Queensland’s safety regulator again has Dreamworld in its sights after two more near-misses at the Gold Coast theme park.
It comes just weeks after an eight-year-old girl suffered horrific internal injuries on the “Fully 6” water-slide at WhiteWater World, Dreamworld’s sister theme park.
The Courier-Mail reports Workplace Health and Safety Queensland has launched an investigation into the two latest incidents.
In one, a patron narrowly avoided serious injury on another water-slide, the “Triple Vortex”. In the other, two workers had a lucky escape after the three-tonne arms of “Pandemonium”, the swinging-rickshaw ride, fell during maintenance, according to the newspaper.
A Dreamworld spokesman confirmed the two incidents in a statement to news.com.au, but said it was appealing the earlier safety notices related to the Fully 6 incident.
“Dreamworld and WhiteWater World have an open and transparent reporting relationship with Workplace Health and Safety Queensland for the betterment of safety in our parks,” the spokesman said.
“We reported an event to WHSQ which occurred in our Engineering Centre during scheduled maintenance, are working cooperatively with them and have received confirmation that they are satisfied with our actions.”
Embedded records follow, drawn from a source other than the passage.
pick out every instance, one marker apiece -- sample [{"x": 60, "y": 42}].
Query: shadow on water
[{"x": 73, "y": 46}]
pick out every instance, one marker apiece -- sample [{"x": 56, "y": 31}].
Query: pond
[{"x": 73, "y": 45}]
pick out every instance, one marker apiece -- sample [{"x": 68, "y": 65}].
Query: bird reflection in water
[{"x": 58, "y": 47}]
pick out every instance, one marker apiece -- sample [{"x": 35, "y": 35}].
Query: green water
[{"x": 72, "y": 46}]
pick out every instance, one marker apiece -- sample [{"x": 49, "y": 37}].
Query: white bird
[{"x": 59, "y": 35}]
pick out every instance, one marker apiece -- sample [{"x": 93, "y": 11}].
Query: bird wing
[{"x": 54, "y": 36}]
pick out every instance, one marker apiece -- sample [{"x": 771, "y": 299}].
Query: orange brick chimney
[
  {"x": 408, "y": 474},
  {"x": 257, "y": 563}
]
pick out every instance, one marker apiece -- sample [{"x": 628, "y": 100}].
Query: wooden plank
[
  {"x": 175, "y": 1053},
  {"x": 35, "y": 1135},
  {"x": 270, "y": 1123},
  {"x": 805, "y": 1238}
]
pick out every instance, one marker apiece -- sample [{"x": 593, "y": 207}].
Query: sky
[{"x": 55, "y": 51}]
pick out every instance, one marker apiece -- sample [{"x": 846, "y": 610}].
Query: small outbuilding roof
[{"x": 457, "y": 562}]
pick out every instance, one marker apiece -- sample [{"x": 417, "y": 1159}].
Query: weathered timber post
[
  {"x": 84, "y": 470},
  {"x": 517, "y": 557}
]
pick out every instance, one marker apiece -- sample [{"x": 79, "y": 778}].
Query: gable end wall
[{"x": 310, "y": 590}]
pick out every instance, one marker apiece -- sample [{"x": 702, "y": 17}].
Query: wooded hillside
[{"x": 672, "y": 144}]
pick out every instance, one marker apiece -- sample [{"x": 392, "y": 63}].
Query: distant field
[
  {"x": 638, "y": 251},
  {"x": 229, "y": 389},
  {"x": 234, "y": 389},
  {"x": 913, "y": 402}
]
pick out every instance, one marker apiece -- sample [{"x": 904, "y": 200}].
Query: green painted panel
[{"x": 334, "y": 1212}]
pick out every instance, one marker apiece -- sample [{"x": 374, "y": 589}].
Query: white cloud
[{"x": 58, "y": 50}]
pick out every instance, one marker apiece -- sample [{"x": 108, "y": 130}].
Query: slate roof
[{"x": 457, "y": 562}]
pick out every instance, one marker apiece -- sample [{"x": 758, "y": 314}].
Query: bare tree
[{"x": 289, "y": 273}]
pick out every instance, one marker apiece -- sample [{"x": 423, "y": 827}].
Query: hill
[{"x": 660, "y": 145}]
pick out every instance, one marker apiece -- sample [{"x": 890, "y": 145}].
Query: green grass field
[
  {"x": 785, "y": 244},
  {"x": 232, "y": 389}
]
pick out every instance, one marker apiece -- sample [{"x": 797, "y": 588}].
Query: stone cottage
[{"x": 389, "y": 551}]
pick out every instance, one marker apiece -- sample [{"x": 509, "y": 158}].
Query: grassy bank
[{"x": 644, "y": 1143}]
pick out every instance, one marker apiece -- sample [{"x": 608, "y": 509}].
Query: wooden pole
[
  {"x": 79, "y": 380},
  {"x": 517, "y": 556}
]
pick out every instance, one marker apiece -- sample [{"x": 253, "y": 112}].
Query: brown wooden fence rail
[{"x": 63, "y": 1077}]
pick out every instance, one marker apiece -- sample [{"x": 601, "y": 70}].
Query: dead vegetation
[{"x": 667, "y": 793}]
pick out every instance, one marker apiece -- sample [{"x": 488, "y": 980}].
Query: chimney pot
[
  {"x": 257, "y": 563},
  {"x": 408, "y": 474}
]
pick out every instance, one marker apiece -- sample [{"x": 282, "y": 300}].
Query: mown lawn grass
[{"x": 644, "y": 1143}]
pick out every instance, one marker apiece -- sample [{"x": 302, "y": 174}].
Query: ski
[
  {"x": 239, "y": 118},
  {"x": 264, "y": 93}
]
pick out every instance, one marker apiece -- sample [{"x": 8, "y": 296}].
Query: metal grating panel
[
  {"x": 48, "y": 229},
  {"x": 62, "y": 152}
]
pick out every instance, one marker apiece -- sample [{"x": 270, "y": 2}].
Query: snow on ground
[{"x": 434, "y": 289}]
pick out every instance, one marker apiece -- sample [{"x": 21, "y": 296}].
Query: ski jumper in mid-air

He said Dreamworld “acknowledge a minor event that took place on the Triple Vortex slide at WhiteWater World and we confirm that a notice was not issued by WHSQ”, adding the regulator “have advised they are satisfied with our actions in relation to this matter”.
Regarding the Fully 6 “improvement notice”, the spokesman said WhiteWater World “acquired the water-slide from a top tier manufacturer who supply water-slides globally”.
“Our operation of the slide is strictly in accordance with the requirements of the manufacturer which we have verified was the case on the day of the recent event,” he said. “WhiteWater World has requested a review of this notice with WHSQ and the notice is currently stayed.”
WHSQ has been contacted for comment.
The family of the girl injured on the Fully 6 ride said earlier this month they were considering pursuing legal action against the company.
Her mother told The Courier-Mail that after going down the slide with her siblings on November 22, she emerged from the water with blood “pouring out” and had suffered a severe vaginal tear.
“She’s crying, in pain, bleeding everywhere,” she said. “They didn’t take it seriously.”
Theme park owner Ardent Leisure was fined $3.6 million in September after pleading guilty to three charges relating to the deaths of four people on the Thunder River Rapids ride in October 2016.
Coroner James McDougall said there was a “total” and “systemic failure by Dreamworld to ensure all aspects of safety”.